The main materials of the reinforced concrete work are concrete, reinforcement, and formwork, so the total cost can be approximately distributed among the three items. The economy should be considered when planning the formwork for a concrete structure. It involves many factors; including the cost of materials, the cost of labor in making, erecting, and removing the forms and the cost of equipment required to handle the forms.
The economy also includes the number of reuses of the form materials, the possible salvage value of the forms for use elsewhere, and the cost of finishing concrete surfaces after the forms are removed. A high initial cost for materials, such as steel forms, may be good economy because of the greater number of uses that can be obtained with steel so steel formwork has replaced wood formwork to some degree, although the use of wood is still substantial because of its availability and ease of fabrication.
Design of the proposed formwork for a given project usually will enable the job planner to determine, in advance of construction, what materials and methods will be the most economical.
Forms must be built efficiently, minimizing time and cost in the construction process and schedule for the benefit of both the contractor and the owner. Forms must be simple to erect & dismantle and modular dimensions should be used.
The economy in formwork design depends partly on the ingenuity and experience of the form designer, whether a contractor or an engineer. Judgment with respect to the development of a forming system could both expedite a project and reduce costs. Although forms may be job built, many proprietary forming systems are available.
In addition, a large proportion of the cost of conventional formwork is related to formwork labor costs.
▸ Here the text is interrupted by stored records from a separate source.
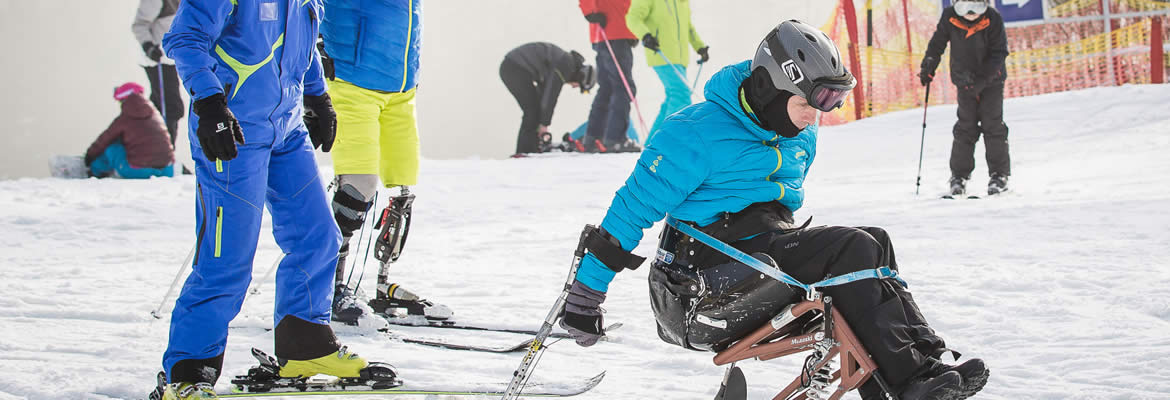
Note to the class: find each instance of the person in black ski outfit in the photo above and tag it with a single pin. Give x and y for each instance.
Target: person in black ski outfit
(734, 166)
(534, 74)
(978, 48)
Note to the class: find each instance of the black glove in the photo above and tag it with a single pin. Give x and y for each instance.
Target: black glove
(928, 70)
(583, 315)
(649, 42)
(596, 18)
(321, 119)
(327, 62)
(152, 50)
(218, 131)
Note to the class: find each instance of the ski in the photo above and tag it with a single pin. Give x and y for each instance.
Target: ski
(538, 391)
(451, 324)
(503, 349)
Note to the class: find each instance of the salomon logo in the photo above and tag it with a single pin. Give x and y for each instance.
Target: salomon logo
(793, 71)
Significant cost saving could be achieved by reducing labor costs.
In the design of concrete structures, the common approach is to select the minimum size of structural members and the least amount of steel to sustain Formwork Requirements.
The perception is “the least amount of permanent materials in the structure will result in the least cost.” To achieve the most economical design, the designer should analysis each individual member to make certain that it is not heavier, wider, or deeper than its load requires. This is done under the pretense that the minimum size and least weight result in the best design.